Key Takeaways

  • Dwarkesh Patel questions whether training AIs in "RL in verifiable environments" (RLVR) can truly generalize beyond simple tasks to complex, real-world problems like building a business or navigating social situations.
  • Dario, cited by Patel, notes that models trained on short context lengths degrade at longer ones, limiting how much 'on-the-job' learning they can retain for extended interactions.
  • A critical inefficiency plagues current AI: valuable knowledge gained 'in context' during deployment is ephemeral. If it can't be consolidated back into the model's core weights, it's wasted.
  • An estimated 30% to 50% of a leading AI lab's compute budget goes to inference. This massive expenditure currently doesn't improve the model's underlying capabilities, despite deployment offering the most valuable learning opportunities.
  • To achieve true continual learning, AIs must update their weights based on new experience, rather than relying on an unsalable, ever-growing KV cache—a method that mirrors how humans learn.

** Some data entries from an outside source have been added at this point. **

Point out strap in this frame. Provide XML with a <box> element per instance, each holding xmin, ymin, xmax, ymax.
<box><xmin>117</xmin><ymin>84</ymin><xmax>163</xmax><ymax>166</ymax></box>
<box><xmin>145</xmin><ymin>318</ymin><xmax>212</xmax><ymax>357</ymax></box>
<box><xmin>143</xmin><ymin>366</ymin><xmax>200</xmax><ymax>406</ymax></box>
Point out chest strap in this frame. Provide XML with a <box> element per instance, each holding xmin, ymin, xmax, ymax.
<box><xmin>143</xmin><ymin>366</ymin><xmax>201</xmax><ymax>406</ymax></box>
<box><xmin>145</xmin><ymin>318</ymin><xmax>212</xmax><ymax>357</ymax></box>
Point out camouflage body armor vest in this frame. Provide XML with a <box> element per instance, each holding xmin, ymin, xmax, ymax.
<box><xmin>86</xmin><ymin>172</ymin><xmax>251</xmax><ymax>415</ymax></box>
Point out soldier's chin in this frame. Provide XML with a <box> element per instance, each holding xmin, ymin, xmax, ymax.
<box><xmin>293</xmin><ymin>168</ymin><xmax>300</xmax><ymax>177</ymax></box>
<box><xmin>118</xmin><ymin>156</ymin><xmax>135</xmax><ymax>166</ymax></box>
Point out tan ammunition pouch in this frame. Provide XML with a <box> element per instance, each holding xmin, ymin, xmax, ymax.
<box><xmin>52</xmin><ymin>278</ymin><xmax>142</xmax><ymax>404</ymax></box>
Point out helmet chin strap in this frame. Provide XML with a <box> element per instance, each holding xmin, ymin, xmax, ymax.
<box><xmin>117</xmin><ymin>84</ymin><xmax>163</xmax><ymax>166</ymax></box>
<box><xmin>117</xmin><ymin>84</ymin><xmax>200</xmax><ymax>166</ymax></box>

The Billion-Dollar Blind Spot in AI Training

Imagine spending billions, potentially trillions, on an AI that can ace simulations but trips over real-world problems. That's the core critique Dwarkesh Patel raises about the current AI training paradigm, particularly the "big research bet" on scaling Reinforcement Learning in Verifiable Environments (RLVR). Patel argues this approach, while effective in controlled settings, might not generalize to the messy, long-horizon tasks of actual business or social interaction. He doesn't just theorize; he cites an empirical question looming over the industry:

“Now, whether RLVR can generalize this well is an empirical question. If the labs went from spending billions of dollars on RL environments to a trillion dollars, would you get the kind of thing that is a fully human-like general intelligence within the context window?”

The problem isn't just about training environments. It's about how much an AI can truly learn and retain over time. Patel references Dario, who pointed out a fundamental limitation: “When he was explaining why model performance tends to degrade at long context, he said: 'There's two things. There's the context length you train at, and there's a context length that you serve at. If you train at a small context length and then try to serve at a long context length, maybe you get these degradations.'” This means even if an AI starts to grasp complex scenarios during a lengthy user interaction, that understanding might not stick around for the next conversation, let alone be applied to a new challenge. It’s like an employee who learns critical lessons on a project, then forgets them entirely by Monday.

Why Your AI Forgets Everything It Just Learned

The real punch to the gut for ambitious founders is the sheer waste. What if your most valuable AI insights are generated, used once, and then vanish into the digital ether? Patel calls this "ephemeral learning." An AI might, after enough in-context experience, start to act like a strategic genius, but that brilliance is fleeting if it can't be permanently recorded. "And even if, after enough in-context experience, the AIs could become like Henry Ford or Albert Einstein, all that would be ephemeral and wasted if you couldn't get those learnings back into the weights."

This isn't just an academic problem; it's a massive drain on resources. Patel reveals that “Around 30 to 50 percent of a lab's compute goes to inference, and that compute is currently not playing any productive role in helping improve the model. This seems like a huge waste.” Think about that: half of a lab's massive compute power is effectively a one-way street, delivering outputs without accumulating internal intelligence. Deployment—the real world—offers the richest learning opportunities, but current systems mostly let that data pass by without consolidating it.

For AIs to truly improve and adapt like humans, they need to bake their experiences into their core structure. This requires "continual learning" that updates the model's weights. As Patel explains, "AIs can't just keep building up a bigger and bigger KV cache as they learn from more and more users. That's just not scalable, and that's also not how humans do it." We don't just add to our short-term memory; we integrate new insights into our long-term understanding.

What to Do With This

If you're building an AI product, stop treating inference as a one-off transaction. Design explicit feedback loops and data pipelines that consolidate user interactions and specific task learnings back into your model's training data. This week, review your data strategy: are you capturing the why and how of every successful AI interaction, turning ephemeral wins into permanent model improvements?